Notes from my experience with Parallax

Celeste

3 minute read

An overview of my parallax experience

I’ve spent the past month or so working with LANDFIRE’s national data of area burned in the continental US prior to European colonization. It’s a fascinating dataset and I’ve learned a lot about different chart types, how to make maps, and other valuable skills. My goal from the beginning was to format the charts and text into a parallax, which is a neat style of scrolling document that I’ve discussed on this blog before.

Neither Randy nor I had very much experience with the parallaxr function- which will be an important note later- and at the beginning I was mainly focused on creating graphs and charts separately. I made bar graphs, presentable data tables, a hexbin map, a ggplot map, and an interactive leaflet map, which was the most hands-on experience I’ve ever had.

The initial issue

Once it came time to format the maps into the parallax, I kept running into issues. I recreated my parallax repository four times! (So much for third time’s the charm!) My first issue came from knitting the markdown files that each composed one page of the parallax. The knitted HTML file went into the same folder as the markdowns. A keener eye than mine at the beginning would have been able to see the issue with that immediately from the code below:

## SHOULD create a character vector of desired MD files
all_md_str <- list.files(path = "examples/Markdown", full.names = TRUE)

## Loop through each MD file, parse, and return a single tibble
md_tibble <-
  all_md_str %>%
  purrr::map_dfr(parse_md)

## Output HTML file
generate_scroll_doc(path = "examples/parallaxr-examples-output.html",
                    inputs = md_tibble)

It took me until the fourth parallax to realize that the HTML files in the folder examples/Markdown were messing up that first line of code. R was trying to parse the HTML as a markdown and got stuck, which was problematic. The solution, once I realized the issue, was to delete or move the HTML files out of that folder.

Customizable?

I was able to solve the HTML files messing up the tibble, but most of the other issues I encountered in parallax weren’t so easy, which is why I ended up deciding to not use it.

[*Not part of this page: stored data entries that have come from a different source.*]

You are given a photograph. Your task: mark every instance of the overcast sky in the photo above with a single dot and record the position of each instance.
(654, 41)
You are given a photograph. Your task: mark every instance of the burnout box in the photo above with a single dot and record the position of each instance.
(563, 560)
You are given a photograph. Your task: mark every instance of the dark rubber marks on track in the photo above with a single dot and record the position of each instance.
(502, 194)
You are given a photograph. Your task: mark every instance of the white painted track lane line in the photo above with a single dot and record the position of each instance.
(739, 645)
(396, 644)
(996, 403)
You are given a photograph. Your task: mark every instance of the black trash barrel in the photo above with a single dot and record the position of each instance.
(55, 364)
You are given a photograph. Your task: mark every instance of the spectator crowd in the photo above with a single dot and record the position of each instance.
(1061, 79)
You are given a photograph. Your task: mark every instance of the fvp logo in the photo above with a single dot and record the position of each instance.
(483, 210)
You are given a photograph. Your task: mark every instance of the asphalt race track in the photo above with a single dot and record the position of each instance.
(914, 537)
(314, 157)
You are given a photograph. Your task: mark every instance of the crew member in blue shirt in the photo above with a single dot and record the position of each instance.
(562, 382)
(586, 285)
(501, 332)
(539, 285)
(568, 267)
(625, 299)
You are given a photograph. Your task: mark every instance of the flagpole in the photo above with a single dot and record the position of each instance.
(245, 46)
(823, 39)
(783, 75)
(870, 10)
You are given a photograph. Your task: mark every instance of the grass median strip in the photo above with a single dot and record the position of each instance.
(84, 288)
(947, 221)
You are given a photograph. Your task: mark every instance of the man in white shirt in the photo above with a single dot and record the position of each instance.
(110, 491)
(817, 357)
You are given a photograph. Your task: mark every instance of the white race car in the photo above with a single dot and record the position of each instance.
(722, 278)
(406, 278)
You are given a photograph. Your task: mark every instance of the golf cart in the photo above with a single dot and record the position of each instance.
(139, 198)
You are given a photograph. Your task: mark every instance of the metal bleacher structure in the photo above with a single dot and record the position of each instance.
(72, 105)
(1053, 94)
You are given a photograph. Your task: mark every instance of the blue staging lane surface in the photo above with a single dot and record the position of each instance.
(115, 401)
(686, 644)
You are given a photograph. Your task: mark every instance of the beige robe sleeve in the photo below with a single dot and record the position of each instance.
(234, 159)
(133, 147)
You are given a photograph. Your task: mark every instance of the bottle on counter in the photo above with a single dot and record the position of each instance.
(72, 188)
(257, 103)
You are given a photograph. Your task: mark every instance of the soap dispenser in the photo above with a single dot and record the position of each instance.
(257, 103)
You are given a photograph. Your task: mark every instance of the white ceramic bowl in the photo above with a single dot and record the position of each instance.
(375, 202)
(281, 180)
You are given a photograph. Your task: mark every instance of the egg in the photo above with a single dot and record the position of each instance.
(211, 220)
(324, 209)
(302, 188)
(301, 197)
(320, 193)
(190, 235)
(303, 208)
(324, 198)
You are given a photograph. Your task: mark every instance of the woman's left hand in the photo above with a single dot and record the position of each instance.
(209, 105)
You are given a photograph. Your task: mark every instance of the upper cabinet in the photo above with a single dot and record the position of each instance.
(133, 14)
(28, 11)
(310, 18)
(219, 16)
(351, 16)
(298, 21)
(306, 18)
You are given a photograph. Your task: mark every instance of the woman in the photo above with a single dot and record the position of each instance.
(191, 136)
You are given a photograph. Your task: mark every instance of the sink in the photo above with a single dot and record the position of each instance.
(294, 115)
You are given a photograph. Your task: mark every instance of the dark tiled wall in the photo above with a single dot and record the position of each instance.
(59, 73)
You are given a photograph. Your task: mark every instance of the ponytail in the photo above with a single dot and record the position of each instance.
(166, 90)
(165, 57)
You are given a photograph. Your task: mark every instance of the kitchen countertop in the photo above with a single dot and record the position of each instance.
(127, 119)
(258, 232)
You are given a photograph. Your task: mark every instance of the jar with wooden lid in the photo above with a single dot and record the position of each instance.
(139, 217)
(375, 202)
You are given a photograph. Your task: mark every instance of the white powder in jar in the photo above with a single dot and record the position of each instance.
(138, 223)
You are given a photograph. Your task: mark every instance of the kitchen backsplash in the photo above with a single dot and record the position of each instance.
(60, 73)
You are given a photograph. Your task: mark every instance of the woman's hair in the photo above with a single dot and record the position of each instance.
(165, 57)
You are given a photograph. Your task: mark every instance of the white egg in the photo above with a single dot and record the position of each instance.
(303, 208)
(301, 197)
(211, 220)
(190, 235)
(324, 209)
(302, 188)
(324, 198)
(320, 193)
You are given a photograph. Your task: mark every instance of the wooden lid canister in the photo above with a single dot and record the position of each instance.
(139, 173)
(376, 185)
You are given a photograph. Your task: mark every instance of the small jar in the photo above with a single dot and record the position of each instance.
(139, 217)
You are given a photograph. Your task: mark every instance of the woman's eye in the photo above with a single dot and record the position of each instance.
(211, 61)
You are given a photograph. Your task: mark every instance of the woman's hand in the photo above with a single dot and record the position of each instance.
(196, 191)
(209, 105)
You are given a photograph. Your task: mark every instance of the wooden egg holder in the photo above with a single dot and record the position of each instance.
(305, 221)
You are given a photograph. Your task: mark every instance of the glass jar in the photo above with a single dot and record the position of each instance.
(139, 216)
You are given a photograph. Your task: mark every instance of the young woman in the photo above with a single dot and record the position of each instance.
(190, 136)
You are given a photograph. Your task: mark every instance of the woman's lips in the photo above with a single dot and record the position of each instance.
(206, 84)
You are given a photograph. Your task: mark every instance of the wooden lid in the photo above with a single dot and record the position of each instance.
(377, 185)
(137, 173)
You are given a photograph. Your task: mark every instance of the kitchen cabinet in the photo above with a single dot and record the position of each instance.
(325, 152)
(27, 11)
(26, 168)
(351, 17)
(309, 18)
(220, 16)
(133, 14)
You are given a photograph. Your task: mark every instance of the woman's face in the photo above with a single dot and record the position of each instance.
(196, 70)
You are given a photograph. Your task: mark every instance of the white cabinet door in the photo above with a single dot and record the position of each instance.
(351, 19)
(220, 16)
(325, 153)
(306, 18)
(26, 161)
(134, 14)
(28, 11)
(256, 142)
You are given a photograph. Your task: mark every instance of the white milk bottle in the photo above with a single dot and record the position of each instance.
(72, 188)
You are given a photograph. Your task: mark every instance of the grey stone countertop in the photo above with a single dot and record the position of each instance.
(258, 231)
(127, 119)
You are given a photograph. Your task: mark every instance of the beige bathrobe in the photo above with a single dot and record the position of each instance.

I’m still not entirely sure how the parallaxr functions specifies the parameters, as it includes no style.css file. But there were definitely behind-the-scenes formatting guidelines. For example, the pictures within the parallax could only be on the left or right. There was no ‘none’ option to make it full screen. Even more annoyingly, the html interactive widgets (such as my prized interactive leaflet!) only worked when the image was on the right. Widgets suddenly became static when the picture was on the left.

Conclusion

As I mentioned earlier, Randy and I decided in the end to scrap the parallax. While it was a difficult decision due to the amount of time and aggravation I spent on this project, it was the right decision so I can focus on a more intuitive, customizable format that has more of the kinks worked out.